Les systèmes d’éducation ont bien des cadavres dans leurs placards.
Au delà de la prise de conscience des torts, excuses et réparations sont
nécessaires.
En Amérique, on a évidemment les pensionnats
autochtones. La formule était connue, des institutions équivalentes
existaient ailleurs et la même logique a été appliquée. France, Angleterre, Espagne, Portugal, toutes les nations coloniales se sont servi de l'école dans leurs entreprises de domination. Elles avaient déjà raffiné la procédure sur leurs propres populations bien avant.

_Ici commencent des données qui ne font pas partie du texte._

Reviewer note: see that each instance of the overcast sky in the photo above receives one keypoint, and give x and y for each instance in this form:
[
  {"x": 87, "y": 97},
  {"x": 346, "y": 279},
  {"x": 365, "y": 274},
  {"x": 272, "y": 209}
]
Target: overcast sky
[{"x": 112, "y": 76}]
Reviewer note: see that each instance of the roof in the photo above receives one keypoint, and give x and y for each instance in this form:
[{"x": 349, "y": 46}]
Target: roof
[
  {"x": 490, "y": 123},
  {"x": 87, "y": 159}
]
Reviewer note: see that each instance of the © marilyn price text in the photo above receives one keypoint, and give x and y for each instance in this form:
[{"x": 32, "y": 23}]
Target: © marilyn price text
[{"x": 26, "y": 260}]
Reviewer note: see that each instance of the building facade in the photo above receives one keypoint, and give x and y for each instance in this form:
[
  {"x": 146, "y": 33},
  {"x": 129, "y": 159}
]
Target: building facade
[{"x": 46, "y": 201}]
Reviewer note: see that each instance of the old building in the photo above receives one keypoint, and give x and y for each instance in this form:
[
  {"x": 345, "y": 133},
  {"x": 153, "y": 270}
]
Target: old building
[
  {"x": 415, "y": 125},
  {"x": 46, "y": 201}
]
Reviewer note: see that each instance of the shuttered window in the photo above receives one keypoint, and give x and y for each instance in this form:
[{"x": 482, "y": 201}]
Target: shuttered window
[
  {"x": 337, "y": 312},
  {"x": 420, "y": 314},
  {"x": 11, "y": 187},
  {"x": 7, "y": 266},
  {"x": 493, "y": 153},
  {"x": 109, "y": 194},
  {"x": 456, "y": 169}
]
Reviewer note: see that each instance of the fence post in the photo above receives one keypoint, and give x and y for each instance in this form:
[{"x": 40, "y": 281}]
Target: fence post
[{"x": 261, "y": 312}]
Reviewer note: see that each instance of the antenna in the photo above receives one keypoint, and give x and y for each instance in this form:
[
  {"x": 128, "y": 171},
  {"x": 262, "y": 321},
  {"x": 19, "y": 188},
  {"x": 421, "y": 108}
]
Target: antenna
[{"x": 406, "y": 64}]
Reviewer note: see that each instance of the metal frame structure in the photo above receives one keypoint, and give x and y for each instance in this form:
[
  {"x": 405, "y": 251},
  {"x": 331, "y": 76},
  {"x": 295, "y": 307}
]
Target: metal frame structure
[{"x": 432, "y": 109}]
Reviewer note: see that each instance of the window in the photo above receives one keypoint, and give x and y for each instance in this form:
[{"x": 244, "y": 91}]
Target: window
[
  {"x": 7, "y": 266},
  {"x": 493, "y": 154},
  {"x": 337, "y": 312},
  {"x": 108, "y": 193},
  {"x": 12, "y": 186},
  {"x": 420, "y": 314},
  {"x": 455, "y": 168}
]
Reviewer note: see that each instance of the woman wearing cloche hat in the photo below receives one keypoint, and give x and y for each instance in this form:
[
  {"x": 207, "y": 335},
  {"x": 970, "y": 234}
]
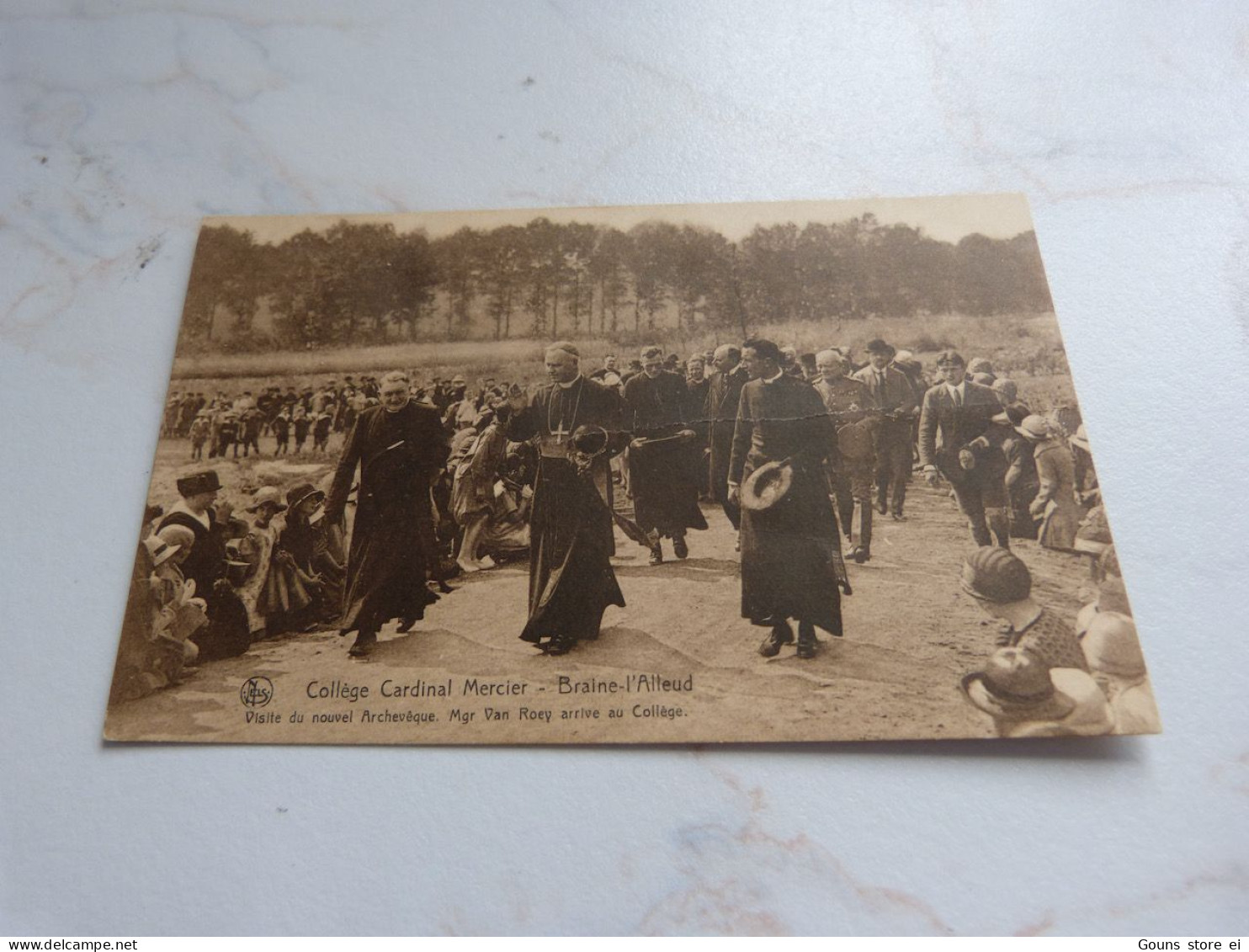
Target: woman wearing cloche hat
[{"x": 1055, "y": 505}]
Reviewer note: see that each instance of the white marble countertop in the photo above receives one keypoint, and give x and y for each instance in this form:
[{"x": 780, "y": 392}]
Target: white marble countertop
[{"x": 121, "y": 124}]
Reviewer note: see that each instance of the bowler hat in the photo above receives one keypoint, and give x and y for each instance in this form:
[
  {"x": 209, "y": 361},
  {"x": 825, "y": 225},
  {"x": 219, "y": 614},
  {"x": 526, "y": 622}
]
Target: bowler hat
[
  {"x": 767, "y": 485},
  {"x": 266, "y": 495},
  {"x": 1016, "y": 686},
  {"x": 1034, "y": 428},
  {"x": 157, "y": 549},
  {"x": 198, "y": 482}
]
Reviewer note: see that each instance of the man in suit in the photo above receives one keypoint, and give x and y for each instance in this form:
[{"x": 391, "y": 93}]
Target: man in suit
[
  {"x": 663, "y": 457},
  {"x": 896, "y": 400},
  {"x": 791, "y": 559},
  {"x": 720, "y": 412},
  {"x": 962, "y": 410}
]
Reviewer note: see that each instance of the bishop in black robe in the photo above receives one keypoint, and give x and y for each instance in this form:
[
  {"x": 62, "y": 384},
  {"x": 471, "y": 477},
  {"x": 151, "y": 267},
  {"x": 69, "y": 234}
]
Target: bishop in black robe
[
  {"x": 571, "y": 577},
  {"x": 665, "y": 467},
  {"x": 390, "y": 556}
]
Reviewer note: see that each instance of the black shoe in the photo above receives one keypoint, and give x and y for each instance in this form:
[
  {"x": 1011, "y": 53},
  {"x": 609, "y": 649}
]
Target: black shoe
[
  {"x": 365, "y": 642},
  {"x": 559, "y": 646},
  {"x": 772, "y": 644},
  {"x": 807, "y": 641}
]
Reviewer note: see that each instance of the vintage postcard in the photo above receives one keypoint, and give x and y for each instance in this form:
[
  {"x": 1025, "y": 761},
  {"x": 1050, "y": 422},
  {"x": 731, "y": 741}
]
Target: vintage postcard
[{"x": 750, "y": 472}]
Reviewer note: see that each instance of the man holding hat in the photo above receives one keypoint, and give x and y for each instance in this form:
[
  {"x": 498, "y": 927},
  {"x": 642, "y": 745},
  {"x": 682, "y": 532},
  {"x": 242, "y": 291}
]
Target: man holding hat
[
  {"x": 571, "y": 577},
  {"x": 665, "y": 459},
  {"x": 791, "y": 559},
  {"x": 399, "y": 446},
  {"x": 896, "y": 400},
  {"x": 962, "y": 412}
]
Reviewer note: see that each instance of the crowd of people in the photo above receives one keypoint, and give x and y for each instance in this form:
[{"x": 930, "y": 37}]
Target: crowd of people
[{"x": 800, "y": 453}]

Le système éducatif traine toujours comme
un boulet cette mentalité de régime carcéral où tout est décidé pour les
étudiants. Bien sur on tente de s'en éloigner, mais il faudra bien un
jour sortir tous les cadavres des placards. Même aujourd'hui, on en
ajoute encore quelques uns de temps à autre. Les enseignants qui n'ont
pas voulu participer à ces entreprises d’assimilation ont souvent été
les premiers sanctionnés. À eux aussi on doit des excuses et des
réparations, dont les plus intéressantes concernent la transformation de
l'école.
La réhabilitation consiste essentiellement à rétablir
la confiance. Pour y parvenir, il faut en faire beaucoup plus que si on
avait bien fait les choses en commençant.
L’aveuglement collectif
s'appuie sur des responsabilités niées. L’école n’est pas la seule
institution en cause; la responsabilité des politiciens au service
d’intérêts cachés est courante et celle des individus à qui les abus
profitent est rarement reconnue. Les scandales apparaissent à la suite
d’aveuglements répétés. Pillage environnemental, fiscalité tordue,
exploitation sexuelle, opioïdes, pauvreté abjecte…, toutes ces
situations ont une raison d’être qui peut être sapée.
Reconnaître
l'inavouable n'est pas une affaire facile. Ne pas le faire ne fait que
faire perdurer le problème. Avant d'être massacrés, les Arméniens ont
massacré des siècles avant... Globalement, les nations arabes ont
importé plus d’esclaves africains que les nations européennes. Les
Africains eux-mêmes ont participé à la traite. L’Asie n’est pas en reste
et compte ses propres entreprises d’acculturation, certaines sont même
en cours. Comme ailleurs, on préfère taire sa propre histoire et nier
son rôle. Mais commençons donc par nos propres histoires, personne n’est
en position de donner de leçons.
Pour sortir de nos dérives irrationnelles et de nos justifications, la reconnaissance de l’abus est le premier pas.